Bernie Ecclestone is planning a sensational return to motor sport with a rival Formula 1 series to compete with Liberty Media. The 86-year-old was dethroned after nearly 40 years as chief executive of the sport on Monday [23 January] after selling his shares to American Chase Carey in a deal worth £6bn [$8bn].

The British billionaire was notably bitter about his departure following the takeover by Carey which was ratified this week. Despite his tenure as the head honcho in F1 unceremoniously ending, he is unwilling to allow his relationship with motor sport to be cut short. According to German motoring publication Auto Bild the former Queens Park Rangers owner is planning a breakaway series which will be called GP1, a name for which Ecclestone owns the trademark.
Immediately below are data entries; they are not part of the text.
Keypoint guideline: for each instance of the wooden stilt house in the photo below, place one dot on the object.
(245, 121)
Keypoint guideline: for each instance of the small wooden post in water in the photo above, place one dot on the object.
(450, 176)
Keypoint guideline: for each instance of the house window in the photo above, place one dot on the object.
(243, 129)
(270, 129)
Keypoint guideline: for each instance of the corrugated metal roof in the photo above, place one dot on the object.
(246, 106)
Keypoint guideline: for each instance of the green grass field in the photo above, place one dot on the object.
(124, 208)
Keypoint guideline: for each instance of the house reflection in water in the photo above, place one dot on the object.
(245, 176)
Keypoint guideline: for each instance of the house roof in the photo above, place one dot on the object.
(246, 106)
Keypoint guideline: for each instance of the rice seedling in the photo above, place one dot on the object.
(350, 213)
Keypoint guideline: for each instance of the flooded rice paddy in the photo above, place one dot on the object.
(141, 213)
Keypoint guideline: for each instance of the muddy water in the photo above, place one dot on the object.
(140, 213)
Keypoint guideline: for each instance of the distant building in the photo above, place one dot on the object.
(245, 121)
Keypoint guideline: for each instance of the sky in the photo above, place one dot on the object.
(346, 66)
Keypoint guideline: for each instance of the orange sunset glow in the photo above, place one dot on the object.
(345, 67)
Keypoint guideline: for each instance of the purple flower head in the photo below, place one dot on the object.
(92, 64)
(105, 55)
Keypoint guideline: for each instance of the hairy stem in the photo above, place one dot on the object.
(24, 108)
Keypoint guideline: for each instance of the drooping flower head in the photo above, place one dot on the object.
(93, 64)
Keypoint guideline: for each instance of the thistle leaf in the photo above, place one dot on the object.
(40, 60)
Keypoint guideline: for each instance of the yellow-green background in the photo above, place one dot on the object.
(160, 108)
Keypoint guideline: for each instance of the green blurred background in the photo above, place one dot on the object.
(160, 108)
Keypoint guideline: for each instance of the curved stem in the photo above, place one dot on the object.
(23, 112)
Among the central themes of Ecclestone's plans are lower budgets for teams to make the sport more accessible and a revised engine and gear box set-up. Chassis meanwhile will be based on the cars which compete in GP2 – which is the sport's pre-existing feeder series. Teams from GP2 and GP3 will initially be recruited to fill the grid, yet there remains a high number of challenges for Ecclestone if he is to make the competing franchise a reality.

Ecclestone is negotiating with several race venues already used on the F1 calendar in an effort to enlist them in his breakaway series. Silverstone could be among the circuits targeted, amid speculation the Northamptonshire track is ready to relinquish hosting the British Grand Prix due to the escalating costs involved in hosting the event.

Though teams and drivers from the lower echelons of F1 will complete the grid, Ecclestone will likely need marquee names to ensure the series can compete with Liberty Media – meaning several existing constructors could be targeted. Many teams have become disenchanted with the sport due to its lack of competitiveness and constant rule changes; something Ecclestone could be prepared to pray on.

Reports in 2015 linked Red Bull with abandoning F1 following the end of their deal with Renault to use their engines up until 2016. The deal has since been extended and motor sport advisor Helmut Marko said: "We are fully behind the Formula 1 and do not want to have anything to do with planned other series."

If Ecclestone does have any realistic plans to challenge F1 then it could yet be thwarted by a legal challenge by Liberty Media, who may claim a breach of contract if the breakaway is pursued. Ecclestone earned a reported £300m from the sale and an additional £23m [$29m] after offloading his shares, but attempts to continue his relationship with motor sport and thus undermine the new US owners could have legal ramifications.